Sponsored by University of Hawaii IEEE Student Branch and IEEE Hawaii EDS/SSCS Joint Chapter


Abstract:

The economics of CMOS scaling remain lucrative with 7-nm mobile SoCs expected to be commercialized in 2018. Driven by careful design/technology co-optimization, modest reduction in fin, gate, and interconnect pitch as well as process innovations continue to offer compelling node-to-node power, performance, area, and cost benefits to advance logic and SRAM to the next foundry node. However, analog/mixed-signal circuits do not fully realize these improvements. They become more cumbersome to design, having worse parasitic resistance and capacitance, stronger layout-dependent effects, and layout growth in some situations.

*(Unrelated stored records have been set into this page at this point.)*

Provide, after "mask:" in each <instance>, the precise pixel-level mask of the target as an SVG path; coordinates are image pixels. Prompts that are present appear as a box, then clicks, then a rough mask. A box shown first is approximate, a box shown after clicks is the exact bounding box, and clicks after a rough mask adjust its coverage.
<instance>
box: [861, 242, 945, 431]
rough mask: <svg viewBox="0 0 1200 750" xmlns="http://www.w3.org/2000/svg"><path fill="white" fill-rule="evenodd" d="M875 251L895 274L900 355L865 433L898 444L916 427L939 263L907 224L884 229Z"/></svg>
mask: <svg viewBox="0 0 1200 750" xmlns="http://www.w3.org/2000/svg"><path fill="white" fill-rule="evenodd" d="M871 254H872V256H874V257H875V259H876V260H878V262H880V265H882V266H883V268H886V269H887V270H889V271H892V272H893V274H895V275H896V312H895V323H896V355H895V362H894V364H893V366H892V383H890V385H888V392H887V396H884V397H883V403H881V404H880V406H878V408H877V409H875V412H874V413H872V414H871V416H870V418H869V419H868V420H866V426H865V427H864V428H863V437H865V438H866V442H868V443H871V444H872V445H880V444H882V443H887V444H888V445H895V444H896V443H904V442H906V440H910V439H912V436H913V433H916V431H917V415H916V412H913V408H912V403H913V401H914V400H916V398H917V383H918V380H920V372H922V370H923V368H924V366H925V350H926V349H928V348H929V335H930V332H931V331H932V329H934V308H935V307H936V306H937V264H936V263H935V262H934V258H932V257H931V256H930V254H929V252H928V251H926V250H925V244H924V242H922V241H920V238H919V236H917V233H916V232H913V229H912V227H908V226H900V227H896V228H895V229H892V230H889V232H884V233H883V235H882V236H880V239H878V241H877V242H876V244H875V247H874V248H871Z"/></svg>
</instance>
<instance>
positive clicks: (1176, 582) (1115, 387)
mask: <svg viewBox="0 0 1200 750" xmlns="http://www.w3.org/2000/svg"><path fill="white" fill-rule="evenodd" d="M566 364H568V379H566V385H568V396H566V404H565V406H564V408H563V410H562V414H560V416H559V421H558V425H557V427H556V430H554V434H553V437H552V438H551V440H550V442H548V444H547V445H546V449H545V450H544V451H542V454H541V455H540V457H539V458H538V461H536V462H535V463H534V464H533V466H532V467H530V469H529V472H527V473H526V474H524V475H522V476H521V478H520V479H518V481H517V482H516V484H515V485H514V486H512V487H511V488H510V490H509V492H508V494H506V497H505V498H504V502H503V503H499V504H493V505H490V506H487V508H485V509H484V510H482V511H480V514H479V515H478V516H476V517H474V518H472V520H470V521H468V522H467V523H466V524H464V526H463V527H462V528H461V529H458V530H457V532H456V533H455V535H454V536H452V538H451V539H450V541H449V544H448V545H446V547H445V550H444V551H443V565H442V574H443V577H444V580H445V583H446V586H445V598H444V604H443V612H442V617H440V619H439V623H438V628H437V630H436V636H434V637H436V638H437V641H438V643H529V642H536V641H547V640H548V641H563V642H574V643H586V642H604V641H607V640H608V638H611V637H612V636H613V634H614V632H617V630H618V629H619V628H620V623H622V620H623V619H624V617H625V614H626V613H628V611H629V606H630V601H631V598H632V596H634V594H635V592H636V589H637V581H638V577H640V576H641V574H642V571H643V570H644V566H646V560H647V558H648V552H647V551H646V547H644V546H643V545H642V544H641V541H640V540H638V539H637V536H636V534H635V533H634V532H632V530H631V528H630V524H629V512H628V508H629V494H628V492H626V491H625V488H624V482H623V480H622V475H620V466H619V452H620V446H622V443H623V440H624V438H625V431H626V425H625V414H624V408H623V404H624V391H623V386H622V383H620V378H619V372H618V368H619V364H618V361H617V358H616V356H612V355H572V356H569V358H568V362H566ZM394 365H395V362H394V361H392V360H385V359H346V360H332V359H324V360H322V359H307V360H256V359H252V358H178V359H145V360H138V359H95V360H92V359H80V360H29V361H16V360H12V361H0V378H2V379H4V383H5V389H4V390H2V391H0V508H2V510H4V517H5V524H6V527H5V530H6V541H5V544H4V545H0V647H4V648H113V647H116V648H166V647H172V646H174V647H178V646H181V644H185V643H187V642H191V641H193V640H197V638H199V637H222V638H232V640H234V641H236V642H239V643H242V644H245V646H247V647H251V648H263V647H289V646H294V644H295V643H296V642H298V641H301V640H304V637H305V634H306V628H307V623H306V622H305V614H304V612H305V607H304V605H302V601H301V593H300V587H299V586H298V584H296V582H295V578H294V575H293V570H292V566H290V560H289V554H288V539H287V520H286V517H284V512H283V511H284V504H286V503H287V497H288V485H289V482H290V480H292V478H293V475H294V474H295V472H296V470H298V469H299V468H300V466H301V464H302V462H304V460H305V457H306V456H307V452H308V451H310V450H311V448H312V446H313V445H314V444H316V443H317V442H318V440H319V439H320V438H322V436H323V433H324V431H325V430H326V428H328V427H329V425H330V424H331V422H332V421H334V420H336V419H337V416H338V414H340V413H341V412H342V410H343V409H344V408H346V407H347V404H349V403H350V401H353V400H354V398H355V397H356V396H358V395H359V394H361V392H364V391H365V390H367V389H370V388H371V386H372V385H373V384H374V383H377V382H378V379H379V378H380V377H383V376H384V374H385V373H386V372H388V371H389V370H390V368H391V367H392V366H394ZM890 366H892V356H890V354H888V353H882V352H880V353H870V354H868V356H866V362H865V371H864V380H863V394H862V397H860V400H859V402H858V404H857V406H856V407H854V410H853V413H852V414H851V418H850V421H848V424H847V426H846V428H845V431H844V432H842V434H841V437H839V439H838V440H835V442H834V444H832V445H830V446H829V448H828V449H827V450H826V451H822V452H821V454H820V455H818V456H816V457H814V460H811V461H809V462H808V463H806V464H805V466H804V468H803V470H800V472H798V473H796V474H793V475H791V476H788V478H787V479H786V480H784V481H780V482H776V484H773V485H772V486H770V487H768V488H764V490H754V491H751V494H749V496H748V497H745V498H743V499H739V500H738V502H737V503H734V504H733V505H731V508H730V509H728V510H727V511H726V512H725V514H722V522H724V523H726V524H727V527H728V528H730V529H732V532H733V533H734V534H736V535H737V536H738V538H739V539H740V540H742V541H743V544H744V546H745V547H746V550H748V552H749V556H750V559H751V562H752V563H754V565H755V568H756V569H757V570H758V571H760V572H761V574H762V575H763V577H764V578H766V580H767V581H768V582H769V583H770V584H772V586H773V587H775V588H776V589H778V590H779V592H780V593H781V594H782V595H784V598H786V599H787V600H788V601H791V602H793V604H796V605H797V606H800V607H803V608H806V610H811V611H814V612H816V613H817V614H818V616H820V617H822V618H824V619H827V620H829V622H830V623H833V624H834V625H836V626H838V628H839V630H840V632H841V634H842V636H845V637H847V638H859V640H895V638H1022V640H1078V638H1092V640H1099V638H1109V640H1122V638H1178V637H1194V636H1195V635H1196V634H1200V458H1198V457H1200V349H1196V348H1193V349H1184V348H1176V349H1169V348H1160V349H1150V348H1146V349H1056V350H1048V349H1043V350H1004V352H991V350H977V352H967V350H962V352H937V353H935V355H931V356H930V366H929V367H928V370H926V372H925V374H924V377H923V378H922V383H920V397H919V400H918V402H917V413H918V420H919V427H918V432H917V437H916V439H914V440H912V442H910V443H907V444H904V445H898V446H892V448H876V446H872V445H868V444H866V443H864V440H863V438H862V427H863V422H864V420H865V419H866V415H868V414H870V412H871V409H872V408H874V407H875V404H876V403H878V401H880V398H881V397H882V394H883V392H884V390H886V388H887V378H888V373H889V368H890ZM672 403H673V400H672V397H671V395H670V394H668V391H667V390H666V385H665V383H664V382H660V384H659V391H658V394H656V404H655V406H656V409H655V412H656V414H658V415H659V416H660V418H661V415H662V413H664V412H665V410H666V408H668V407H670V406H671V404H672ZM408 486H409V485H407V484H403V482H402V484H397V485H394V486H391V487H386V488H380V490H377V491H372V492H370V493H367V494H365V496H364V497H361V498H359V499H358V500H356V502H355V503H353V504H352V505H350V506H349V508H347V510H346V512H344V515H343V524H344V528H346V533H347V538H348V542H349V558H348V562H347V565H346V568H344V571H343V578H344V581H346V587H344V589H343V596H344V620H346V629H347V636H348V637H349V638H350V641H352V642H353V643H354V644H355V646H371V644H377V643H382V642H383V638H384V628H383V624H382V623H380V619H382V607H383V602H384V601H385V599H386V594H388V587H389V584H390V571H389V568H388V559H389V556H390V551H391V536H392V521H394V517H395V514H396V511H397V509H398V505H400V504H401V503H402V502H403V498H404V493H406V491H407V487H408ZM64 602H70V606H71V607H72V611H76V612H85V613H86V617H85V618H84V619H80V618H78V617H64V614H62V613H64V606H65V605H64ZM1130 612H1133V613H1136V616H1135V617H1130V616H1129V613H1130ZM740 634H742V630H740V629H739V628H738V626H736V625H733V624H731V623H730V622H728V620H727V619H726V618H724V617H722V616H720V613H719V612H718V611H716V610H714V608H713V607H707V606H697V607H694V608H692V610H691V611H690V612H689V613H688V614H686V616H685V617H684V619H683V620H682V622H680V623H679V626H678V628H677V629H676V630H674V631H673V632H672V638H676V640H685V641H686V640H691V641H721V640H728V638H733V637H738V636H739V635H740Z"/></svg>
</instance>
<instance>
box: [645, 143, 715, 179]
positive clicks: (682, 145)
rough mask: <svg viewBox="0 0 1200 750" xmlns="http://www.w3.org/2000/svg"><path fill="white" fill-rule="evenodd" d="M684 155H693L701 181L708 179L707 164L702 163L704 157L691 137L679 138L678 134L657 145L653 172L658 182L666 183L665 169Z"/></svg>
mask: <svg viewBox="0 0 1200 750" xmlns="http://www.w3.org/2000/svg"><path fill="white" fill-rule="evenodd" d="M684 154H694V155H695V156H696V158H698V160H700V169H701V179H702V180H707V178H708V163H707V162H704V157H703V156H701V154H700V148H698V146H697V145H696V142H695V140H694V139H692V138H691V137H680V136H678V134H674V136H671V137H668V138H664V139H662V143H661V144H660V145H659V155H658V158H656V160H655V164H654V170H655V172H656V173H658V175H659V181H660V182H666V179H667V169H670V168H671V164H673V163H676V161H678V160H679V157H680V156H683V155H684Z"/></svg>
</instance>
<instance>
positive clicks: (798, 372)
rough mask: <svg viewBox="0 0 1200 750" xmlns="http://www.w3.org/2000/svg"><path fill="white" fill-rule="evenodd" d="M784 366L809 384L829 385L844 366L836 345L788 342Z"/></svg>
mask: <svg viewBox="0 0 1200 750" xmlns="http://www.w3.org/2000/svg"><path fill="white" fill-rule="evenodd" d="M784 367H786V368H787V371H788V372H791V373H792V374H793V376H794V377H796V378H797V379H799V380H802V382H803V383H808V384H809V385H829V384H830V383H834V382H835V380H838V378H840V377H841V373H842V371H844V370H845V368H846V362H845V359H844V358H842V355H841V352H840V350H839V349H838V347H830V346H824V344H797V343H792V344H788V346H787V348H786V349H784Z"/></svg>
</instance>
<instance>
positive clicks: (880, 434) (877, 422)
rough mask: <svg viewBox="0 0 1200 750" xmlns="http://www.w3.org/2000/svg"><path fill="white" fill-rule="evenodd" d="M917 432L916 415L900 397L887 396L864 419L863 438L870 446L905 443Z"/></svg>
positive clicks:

Furthermore, early adopters of these cutting-edge finFET nodes must cope with the complications of design concurrent with technology elements enabling 7nm and beyond to address analog/mixed-signal design challenges. From this insight, we offer layout guidelines aimed to reduce design vulnerability to technology and model immaturity.


Biography:

Alvin Loke is a Senior Director of Technology at Qualcomm working on next-generation CMOS analog/mixed-signal design/technology co-optimization and wireline for mobile ICs. Prior to Qualcomm, he worked on CMOS process integration at HP Labs and Chartered Semiconductor before shifting to wireline design at Agilent and Advanced Micro Devices. He is an active volunteer at the IEEE Solid-State Circuits Society (SSCS), having served as a CICC committee member for 7 years, Chapter officer for 10 years, JSSC Guest Editor, and Distinguished Lecturer. He recently joined the VLSI Symposia committee and is the SSCS Webinar Coordinator for North America. For his service, he received the IEEE Region 5 Outstanding Member Service Award in 2010 and the Denver Chapter he chaired received the SSCS Outstanding Chapter Award in 2005. Alvin has authored several dozen publications (including a CICC 2018 Best Paper) and 25 patents. He received a B.A.Sc. in engineering physics with highest honors from the University of British Columbia, and M.S. and Ph.D. in electrical engineering from Stanford.